Size Up Your Love Potential

Our world has become so fast-paced that our expectations of instant gratification – a drive through Starbucks (so we don’t have to stand and wait for a latte), online gift purchases (so we don’t have to shop in the mall), email that instantly conveys our thoughts instead of a hand-written note sent via the mail – all have extended into our love lives as well.

With our hectic lifestyles, who has time to invest in the several dates it takes to decide if you like someone? Wouldn’t it be easier to determine if the guy’s a “catch” or not, or the girl’s the one you want to set up house with, in a matter of minutes instead of a matter of weeks? Well, there is a way!

At your first meeting, you’ll decide whether you’re physically attracted to your potential partner. But don’t be so picky that you’ll only accept perfection. Looks truly are only skin deep. Unless they repulse you with their Godzilla-like features, be open to someone who may not make it as a model, but who has eyes that smile or kissable lips or an easy grin. Those are the features you’ll be noticing more over time, anyway.

Quick clues and tests
You should also think about how the person greets you. Was there warmth and sincerity in their words and actions or was it a perfunctory greeting? If you’re being treated as a chore, then this isn’t the right person for you. If, on the other hand, they have you at the first hello, that’s a good sign.

Personality counts heavily, of course, but since you’ve just met the person, you may have to rely on instinct to mentally begin to sum them up. Begin with the wallet test. Imagine if this person found a wallet on the street. Would they keep its contents and toss the wallet or would they immediately try to return it – intact – to its rightful owner? Bonus points if you think they’ll choose the latter and not wish to accept a reward. And there’s always the “family” test. Assuming you don’t come from a completely dysfunctional family, is this someone whom you could proudly bring to dinner? Basic good manners go a long way – not only in how they conduct themselves at a meal, but how they treat you and the waiter.

Interest factors
Are you enjoying the conversation? Did ten minutes pass in a flash? Do you want to know more about them? Do you have common intellectual grounds and basic interests? The Hollywood version of this has a couple meeting for a first time in a busy restaurant and then flashes forward to closing time with the couple still rapt in attention at each other’s words while the tables around them are emptying and the lights are going out. If their mind is so interesting to you that you just want to know more, this is someone with whom you’re not likely to get easily bored. And if, while you’re enjoying this scintillating conversation, you find yourself wondering what they were like as a child, what they like to eat for breakfast and what their lips would feel like as they gently kiss yours… that’s certainly another good sign!

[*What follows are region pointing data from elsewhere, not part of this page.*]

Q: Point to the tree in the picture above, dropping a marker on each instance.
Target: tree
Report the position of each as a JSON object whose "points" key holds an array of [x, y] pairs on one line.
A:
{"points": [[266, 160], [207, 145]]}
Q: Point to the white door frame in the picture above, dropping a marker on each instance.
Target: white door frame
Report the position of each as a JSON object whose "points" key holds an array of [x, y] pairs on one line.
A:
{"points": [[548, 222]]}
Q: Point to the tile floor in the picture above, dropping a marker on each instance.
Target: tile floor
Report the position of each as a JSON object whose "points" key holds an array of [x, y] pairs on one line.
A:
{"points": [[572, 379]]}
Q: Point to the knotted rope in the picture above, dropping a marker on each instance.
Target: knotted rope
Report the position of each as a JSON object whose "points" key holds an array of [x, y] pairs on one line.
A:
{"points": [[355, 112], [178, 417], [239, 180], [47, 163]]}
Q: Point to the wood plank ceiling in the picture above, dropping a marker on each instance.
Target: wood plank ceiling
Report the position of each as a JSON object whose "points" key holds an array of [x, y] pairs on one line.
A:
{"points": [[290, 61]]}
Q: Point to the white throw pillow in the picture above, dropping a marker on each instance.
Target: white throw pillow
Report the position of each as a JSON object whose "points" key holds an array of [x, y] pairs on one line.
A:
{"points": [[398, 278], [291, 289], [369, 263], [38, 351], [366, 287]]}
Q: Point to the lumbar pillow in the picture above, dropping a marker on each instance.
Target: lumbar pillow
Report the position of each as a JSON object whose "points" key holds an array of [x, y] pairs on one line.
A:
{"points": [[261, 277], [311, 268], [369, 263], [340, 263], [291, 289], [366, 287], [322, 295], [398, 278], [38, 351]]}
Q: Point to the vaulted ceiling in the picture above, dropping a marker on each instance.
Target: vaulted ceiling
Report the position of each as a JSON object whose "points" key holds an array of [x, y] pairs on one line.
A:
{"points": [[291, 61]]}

Finally, were you regretful when the conversation ended? Was there a mutual sense of curiosity? Was there any expression of interest in repeating this sometime soon?

If these conditions were met satisfactorily, then by all means plan another outing. If not, don’t waste your time on someone who will ultimately disappoint you on a very basic level. Move on to the next person and hope they meet these conditions. There’s a whole world of potential mates out there… choose well and you’ll likely be happier than if you settled for someone who is destined not to last.